Tausch statt Verkauf
Im Sudeten-Saatguthaus findet man jetzt unter anderem mehr als ein Dutzend Tomatensorten, Kopfsalate, Rucola oder Senfgrün. Neben Gemüse gibt es auch Kräuter und Getreide.
– Als meine Kollegin aus Warschau die Tomaten aus unserem Garten probierte, war sie begeistert und sagte, dass sie noch nie so leckere Tomaten gegessen habe. Wir bekommen unser Saatgut hauptsächlich von befreundeten Gärtnern, darunter sehr umweltbewusste Menschen aus Österreich oder Deutschland, die seit Jahren in den Sudeten leben – sagt Danuta Nowak.
Sie und ihr Mann sind seit 30 Jahren Vegetarier. Das führte sie in die Richtung, ihr eigenes Gemüse anzubauen, bis sie schließlich beim Thema Saatgut landeten.
– In einer Welt, in der so wenig von uns abhängt, haben wir beschlossen, das anzupacken, was wir noch beeinflussen können.
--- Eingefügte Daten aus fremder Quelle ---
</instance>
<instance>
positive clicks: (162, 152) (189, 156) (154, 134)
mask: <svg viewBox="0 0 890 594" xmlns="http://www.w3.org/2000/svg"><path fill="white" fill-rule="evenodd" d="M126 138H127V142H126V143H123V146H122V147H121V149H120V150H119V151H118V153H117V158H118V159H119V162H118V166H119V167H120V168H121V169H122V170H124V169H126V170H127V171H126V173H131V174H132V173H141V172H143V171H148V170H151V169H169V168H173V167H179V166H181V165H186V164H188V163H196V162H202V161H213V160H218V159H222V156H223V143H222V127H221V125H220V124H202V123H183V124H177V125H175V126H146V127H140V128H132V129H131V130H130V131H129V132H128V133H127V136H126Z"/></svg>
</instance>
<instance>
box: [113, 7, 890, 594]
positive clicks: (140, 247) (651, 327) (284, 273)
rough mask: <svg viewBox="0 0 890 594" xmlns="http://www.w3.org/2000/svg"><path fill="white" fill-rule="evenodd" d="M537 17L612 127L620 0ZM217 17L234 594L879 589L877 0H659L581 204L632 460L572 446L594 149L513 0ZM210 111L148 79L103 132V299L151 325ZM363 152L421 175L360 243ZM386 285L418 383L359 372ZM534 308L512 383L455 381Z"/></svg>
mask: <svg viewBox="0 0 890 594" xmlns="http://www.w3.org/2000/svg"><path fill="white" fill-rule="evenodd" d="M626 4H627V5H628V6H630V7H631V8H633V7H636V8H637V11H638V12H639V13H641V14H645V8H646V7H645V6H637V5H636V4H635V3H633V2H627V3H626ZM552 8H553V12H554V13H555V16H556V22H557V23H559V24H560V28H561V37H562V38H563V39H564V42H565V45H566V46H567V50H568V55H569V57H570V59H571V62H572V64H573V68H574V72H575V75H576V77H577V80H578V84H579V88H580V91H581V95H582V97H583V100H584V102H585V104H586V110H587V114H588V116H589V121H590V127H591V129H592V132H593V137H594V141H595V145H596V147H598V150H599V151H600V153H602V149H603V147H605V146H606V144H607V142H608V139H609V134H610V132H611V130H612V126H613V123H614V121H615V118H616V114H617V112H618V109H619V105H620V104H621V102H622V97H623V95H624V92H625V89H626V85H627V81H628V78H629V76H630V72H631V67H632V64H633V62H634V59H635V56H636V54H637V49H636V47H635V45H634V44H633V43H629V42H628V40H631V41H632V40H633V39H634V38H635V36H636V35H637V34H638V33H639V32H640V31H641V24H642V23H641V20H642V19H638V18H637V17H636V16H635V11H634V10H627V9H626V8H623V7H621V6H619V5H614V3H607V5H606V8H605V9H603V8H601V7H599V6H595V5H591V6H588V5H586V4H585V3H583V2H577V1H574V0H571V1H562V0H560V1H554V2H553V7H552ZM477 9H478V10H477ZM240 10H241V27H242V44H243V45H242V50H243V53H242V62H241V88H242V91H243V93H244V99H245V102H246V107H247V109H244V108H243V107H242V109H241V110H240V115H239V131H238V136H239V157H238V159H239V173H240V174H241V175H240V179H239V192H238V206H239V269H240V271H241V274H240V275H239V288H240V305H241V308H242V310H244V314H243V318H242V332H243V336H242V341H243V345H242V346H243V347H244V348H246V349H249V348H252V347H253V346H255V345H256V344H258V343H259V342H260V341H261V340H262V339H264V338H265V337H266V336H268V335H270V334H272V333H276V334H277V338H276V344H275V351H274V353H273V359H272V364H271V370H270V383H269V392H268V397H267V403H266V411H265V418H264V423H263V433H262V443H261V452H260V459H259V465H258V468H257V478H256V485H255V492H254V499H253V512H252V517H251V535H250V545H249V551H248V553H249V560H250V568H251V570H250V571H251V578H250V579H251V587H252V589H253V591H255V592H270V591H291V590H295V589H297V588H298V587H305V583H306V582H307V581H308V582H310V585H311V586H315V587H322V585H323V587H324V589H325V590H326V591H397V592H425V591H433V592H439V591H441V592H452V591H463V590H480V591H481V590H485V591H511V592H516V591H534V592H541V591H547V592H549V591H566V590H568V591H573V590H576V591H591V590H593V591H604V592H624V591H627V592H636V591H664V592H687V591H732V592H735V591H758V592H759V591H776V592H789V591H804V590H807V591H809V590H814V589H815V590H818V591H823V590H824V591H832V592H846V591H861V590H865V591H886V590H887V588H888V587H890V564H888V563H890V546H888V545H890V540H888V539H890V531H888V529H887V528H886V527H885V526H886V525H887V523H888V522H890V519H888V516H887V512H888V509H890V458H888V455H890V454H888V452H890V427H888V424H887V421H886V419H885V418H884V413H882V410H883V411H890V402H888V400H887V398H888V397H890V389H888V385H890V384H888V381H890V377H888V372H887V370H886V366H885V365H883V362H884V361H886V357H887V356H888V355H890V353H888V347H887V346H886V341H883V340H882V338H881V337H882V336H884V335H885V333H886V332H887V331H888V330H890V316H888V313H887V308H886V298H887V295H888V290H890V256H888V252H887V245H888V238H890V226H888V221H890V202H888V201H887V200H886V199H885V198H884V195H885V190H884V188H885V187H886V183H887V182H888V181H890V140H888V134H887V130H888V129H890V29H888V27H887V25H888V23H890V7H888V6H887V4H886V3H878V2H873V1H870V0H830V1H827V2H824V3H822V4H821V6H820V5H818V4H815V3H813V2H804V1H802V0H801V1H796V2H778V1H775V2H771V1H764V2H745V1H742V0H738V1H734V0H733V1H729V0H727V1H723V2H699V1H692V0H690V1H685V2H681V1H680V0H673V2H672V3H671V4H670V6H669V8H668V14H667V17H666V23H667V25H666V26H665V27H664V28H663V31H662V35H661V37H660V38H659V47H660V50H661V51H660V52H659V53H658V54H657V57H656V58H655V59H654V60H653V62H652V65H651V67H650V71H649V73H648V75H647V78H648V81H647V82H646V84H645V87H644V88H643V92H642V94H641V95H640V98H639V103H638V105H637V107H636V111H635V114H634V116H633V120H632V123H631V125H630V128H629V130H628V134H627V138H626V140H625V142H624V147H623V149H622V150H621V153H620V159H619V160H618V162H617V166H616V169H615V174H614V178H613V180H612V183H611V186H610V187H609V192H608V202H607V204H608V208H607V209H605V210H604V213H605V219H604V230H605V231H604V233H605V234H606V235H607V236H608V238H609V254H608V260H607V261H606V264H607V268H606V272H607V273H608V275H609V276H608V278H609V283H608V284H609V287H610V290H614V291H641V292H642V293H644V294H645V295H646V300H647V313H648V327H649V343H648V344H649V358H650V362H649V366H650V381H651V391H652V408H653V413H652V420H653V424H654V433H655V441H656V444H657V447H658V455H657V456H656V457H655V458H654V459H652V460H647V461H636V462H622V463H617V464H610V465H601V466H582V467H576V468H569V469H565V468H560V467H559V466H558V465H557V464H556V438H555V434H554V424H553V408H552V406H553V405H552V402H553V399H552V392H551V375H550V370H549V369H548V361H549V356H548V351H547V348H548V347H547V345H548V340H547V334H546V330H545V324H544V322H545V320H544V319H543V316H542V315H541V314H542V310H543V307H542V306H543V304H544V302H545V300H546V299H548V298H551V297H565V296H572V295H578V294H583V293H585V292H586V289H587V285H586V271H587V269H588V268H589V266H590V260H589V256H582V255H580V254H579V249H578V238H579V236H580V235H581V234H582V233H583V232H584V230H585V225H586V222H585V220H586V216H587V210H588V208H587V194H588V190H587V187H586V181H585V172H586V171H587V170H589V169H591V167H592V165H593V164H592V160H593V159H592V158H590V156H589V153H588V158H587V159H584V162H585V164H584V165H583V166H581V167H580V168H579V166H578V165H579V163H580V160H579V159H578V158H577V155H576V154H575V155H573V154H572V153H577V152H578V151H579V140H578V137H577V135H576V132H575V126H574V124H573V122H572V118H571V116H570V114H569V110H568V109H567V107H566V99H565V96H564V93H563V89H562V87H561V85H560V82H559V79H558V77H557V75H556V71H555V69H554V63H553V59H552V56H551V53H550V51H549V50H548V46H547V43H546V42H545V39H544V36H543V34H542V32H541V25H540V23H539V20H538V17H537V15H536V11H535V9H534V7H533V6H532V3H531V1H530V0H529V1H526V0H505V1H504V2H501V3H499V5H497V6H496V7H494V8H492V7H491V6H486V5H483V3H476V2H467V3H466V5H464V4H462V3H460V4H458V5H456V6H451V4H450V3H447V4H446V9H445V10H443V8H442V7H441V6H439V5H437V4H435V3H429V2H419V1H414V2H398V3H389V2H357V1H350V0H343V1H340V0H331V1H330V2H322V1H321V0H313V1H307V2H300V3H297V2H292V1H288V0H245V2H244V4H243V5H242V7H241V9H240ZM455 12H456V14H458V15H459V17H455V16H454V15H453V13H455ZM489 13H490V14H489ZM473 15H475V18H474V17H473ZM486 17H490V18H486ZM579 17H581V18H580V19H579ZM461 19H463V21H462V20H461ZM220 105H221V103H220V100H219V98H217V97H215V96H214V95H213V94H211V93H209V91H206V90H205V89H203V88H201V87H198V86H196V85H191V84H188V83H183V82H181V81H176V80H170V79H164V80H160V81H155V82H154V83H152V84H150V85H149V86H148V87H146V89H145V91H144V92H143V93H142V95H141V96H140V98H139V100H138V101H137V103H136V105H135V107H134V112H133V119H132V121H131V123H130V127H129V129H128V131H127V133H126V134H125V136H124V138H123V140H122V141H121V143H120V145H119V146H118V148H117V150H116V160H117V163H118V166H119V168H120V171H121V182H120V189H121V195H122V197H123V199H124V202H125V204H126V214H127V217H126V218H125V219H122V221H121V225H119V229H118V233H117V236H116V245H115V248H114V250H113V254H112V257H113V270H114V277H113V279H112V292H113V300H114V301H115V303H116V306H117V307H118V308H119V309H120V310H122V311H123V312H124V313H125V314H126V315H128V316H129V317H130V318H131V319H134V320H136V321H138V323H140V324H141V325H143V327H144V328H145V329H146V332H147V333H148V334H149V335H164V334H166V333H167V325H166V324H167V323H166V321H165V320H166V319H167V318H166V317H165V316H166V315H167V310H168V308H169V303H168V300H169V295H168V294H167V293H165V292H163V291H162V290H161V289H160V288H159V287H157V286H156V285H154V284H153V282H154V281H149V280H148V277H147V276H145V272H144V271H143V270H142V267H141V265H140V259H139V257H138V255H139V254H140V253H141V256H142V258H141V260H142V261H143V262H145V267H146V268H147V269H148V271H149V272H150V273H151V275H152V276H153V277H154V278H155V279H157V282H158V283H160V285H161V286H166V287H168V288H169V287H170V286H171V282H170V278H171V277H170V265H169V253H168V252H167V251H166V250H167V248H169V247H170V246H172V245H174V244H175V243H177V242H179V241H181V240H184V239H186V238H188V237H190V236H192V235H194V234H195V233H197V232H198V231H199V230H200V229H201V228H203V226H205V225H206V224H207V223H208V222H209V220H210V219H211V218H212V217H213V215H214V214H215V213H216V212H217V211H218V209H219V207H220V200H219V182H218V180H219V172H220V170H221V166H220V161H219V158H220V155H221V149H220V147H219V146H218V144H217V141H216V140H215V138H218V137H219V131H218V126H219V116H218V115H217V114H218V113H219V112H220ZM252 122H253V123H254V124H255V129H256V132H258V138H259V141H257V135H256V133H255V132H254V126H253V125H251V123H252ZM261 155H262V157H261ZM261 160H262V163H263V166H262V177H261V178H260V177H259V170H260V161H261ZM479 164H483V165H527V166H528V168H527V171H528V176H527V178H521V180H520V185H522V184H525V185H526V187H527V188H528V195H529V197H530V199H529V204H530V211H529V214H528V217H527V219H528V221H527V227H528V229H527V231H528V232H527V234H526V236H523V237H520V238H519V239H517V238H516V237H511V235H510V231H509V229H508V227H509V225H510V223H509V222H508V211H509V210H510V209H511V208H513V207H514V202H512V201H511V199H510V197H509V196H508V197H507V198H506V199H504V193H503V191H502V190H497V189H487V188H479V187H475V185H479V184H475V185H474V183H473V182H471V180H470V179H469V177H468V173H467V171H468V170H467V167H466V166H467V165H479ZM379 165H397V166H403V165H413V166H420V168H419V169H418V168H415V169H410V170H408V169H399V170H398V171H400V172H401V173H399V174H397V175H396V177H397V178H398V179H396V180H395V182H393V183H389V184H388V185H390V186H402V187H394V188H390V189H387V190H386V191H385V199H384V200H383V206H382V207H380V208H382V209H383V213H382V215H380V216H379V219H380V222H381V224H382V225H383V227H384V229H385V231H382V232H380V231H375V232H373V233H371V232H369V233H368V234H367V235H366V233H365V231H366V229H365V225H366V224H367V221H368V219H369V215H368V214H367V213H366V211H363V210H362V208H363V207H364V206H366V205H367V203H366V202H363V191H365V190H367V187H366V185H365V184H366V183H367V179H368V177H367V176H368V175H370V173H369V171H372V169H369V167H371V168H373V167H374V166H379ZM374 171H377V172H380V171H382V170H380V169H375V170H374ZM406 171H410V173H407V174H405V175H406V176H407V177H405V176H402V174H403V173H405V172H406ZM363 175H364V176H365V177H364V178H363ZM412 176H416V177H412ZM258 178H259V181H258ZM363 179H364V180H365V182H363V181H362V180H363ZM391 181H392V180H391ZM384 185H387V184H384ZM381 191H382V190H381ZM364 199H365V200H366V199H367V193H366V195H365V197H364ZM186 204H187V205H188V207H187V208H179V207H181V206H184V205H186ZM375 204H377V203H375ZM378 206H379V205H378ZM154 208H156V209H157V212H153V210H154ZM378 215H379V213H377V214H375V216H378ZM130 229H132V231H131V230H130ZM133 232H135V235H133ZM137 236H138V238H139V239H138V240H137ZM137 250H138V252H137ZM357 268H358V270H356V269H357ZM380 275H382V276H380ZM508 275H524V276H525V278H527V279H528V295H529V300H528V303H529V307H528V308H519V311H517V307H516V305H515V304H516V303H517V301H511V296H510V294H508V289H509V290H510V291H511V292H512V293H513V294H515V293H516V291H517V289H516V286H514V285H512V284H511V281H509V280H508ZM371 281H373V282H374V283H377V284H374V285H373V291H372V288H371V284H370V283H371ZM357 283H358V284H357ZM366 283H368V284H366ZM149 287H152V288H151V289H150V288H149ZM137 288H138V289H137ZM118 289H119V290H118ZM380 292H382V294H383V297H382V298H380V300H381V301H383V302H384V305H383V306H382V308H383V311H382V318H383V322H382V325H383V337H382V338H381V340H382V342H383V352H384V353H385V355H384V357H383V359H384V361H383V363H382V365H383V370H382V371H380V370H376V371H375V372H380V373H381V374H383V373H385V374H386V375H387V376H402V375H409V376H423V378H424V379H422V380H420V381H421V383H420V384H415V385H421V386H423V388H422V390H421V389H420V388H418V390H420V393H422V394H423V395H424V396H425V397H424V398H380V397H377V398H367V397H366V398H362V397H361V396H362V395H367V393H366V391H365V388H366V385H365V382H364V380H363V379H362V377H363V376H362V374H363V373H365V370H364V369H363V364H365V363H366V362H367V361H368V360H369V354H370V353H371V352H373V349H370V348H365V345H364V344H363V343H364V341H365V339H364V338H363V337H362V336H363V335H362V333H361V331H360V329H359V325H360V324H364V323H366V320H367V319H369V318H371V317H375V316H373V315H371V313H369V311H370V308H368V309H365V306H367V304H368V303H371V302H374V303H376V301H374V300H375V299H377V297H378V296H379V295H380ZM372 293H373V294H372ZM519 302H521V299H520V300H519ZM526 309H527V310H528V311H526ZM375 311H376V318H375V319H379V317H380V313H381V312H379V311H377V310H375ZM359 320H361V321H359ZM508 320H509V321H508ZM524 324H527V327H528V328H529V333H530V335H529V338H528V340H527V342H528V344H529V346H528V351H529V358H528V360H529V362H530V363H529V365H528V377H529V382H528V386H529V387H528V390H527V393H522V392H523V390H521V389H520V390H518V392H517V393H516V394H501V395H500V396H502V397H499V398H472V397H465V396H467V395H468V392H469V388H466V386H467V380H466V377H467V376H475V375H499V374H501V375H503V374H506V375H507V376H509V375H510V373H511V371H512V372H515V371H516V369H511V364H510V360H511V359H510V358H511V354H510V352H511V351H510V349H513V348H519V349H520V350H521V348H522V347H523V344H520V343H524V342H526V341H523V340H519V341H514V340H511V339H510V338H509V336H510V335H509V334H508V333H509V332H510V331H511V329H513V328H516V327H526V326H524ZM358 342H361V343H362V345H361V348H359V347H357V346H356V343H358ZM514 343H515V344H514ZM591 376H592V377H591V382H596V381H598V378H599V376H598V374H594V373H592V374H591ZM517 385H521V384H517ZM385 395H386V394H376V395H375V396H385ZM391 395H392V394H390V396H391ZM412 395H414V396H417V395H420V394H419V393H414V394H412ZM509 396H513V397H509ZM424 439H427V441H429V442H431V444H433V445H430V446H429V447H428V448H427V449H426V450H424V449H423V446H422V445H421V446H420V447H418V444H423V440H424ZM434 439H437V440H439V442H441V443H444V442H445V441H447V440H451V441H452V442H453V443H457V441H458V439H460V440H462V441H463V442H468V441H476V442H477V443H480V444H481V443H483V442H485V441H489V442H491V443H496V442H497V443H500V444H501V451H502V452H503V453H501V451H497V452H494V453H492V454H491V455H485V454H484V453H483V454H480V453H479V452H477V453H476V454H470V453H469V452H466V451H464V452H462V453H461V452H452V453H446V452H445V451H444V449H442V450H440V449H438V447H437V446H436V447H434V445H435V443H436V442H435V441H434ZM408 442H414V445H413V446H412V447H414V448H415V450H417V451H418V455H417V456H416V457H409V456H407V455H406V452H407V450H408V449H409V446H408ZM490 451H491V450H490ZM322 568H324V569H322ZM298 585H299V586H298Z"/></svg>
Ein kleiner Acker, unser eigenes Saatgut und die lokale Gemeinschaft, die wir um dieses Projekt herum aufbauen wollen – sagt Danuta.
Sie betont, dass nach dem geltenden Gesetz weder die Samen, die sie retten, noch die Pflanzen, die daraus wachsen werden, verkauft werden dürfen. Das ist in ganz Europa so. Die einzige Lösung ist das Teilen von Saatgut und der Tausch gegen Lebensmittelprodukte. Deshalb werden sie zusammen mit ihren Freunden demnächst die Sudeten-Tauschbörse gründen.